City council approves pair of redevelopment incentives

February 14, 2017 GMT

The Billings City Council Monday approved up to $700,000 in tax increment financing as part of $4.65 million in planned improvements to the McDonald Building, 124 N. 29th St.

The vote was 10-1, with Councilman Chris Friedel voting against the proposal.

Completed in 1907, the building was the first YMCA in Montana and, most recently, a Wendy’s franchise restaurant and corporate offices.

The proposal is for A&E Architects to occupy the ground floor and 12 residential units to be constructed on the second and third floors.

The TIF grant will be paid over three years following completion of the redevelopment.

“This is exactly what downtown Billings needs,” said Councilman Al Swanson.

“If you buy into urban renewal at all, this project fits the bill,” said Councilman Larry Brewster. “Projects like this are a key to redeveloping downtown.”

“When a structure is no longer contributing to the economic vitality of an area, that’s when we need to look at revitalizing it,” said Councilman Rich McFadden. “That’s a form of blight.”

The project “looks fantastic,” Friedel said, “but my issue is, what is the public benefit for taxpayers? That property has been empty for only a year.”

Following another public hearing, the council voted 10-0, with Councilman Brent Cromley abstaining, to approve a tax abatement for 7th Avenue Hospitality LLC for developing the 95-room extended stay Home2 Suites by Hilton at 2611 Seventh Ave. N.

The abatement, applied during construction, which was completed late last year, and for four years following, is on property taxes on $6.7 million of what the Montana Department of Revenue said will be assessed in the $8 million range.

At the most, that will be about $50,000 annually that’s abated, affecting both city and school district coffers, according to Assistant City Administrator Bruce McCandless.

Twenty-six jobs, including 16 full-time and 10 part-time jobs, have been added as a result of the hotel opening, said Patrick Klugman with Big Sky Economic Development, which administers the tax abatement program for the city. Hourly workers will be paid $10-$15 per hour, with salaried workers earning $35,000 to $55,000 annually.

Don Cape of Bozeman, the developer, said the abatement will help the hotel to hire additional staff to help keep guests safe at night. Some of the hotel furniture has already been “borrowed,” he said. “We hope to get it back,” he told the council.

“It’s a great hotel, but not necessarily in a great neighborhood,” he said.

The project also received federal New Markets Tax Credits. Without those credits, the hotel “would not be sitting there,” Cape told the council.

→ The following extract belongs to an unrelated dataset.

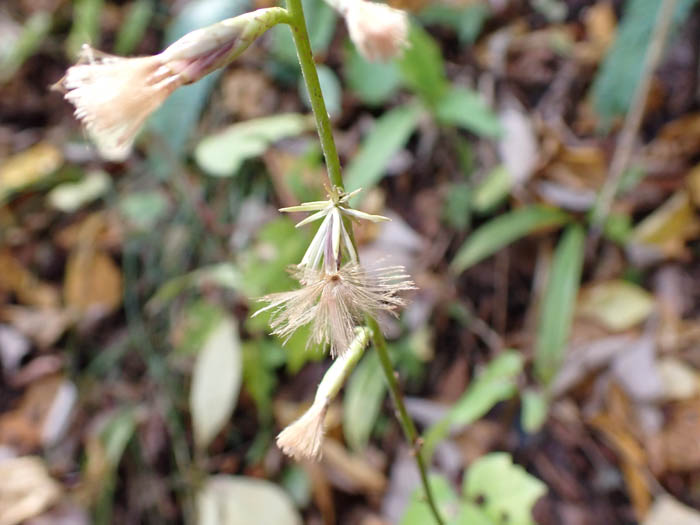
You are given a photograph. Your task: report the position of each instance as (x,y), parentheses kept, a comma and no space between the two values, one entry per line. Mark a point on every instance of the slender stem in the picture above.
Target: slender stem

As part of its consent agenda, the council unanimously approved a request to reject all the bids and to re-bid replacing the pool operations center at Rose Park. A 2016 arson fire heavily damaged the current bath house.

At about $1.9 million, the lowest bid to build the new operations center was about $500,000 higher than expected. Parks Director Michael Whitaker said the current bath house will be used one more season, with construction of the operations center to begin in August, after the swimming season concludes.

“We hope better weather and an expanded construction season will bring the bids in lower,” Whitaker told the council.

Value engineering will save about $159,000 on the Yellowstone Kelly Interpretive Site project. The new contract price is about $349,000.

Bill Cole, who’s spearheaded project fundraising, said the value engineering won’t reduce the project’s quality. The interpretive site, at Swords Rimrock Park, is expected to be completed this year.

The council voted unanimously to put off until Feb. 27 a public hearing on a proposed ordinance allowing hobbyist beekeeping within city limits.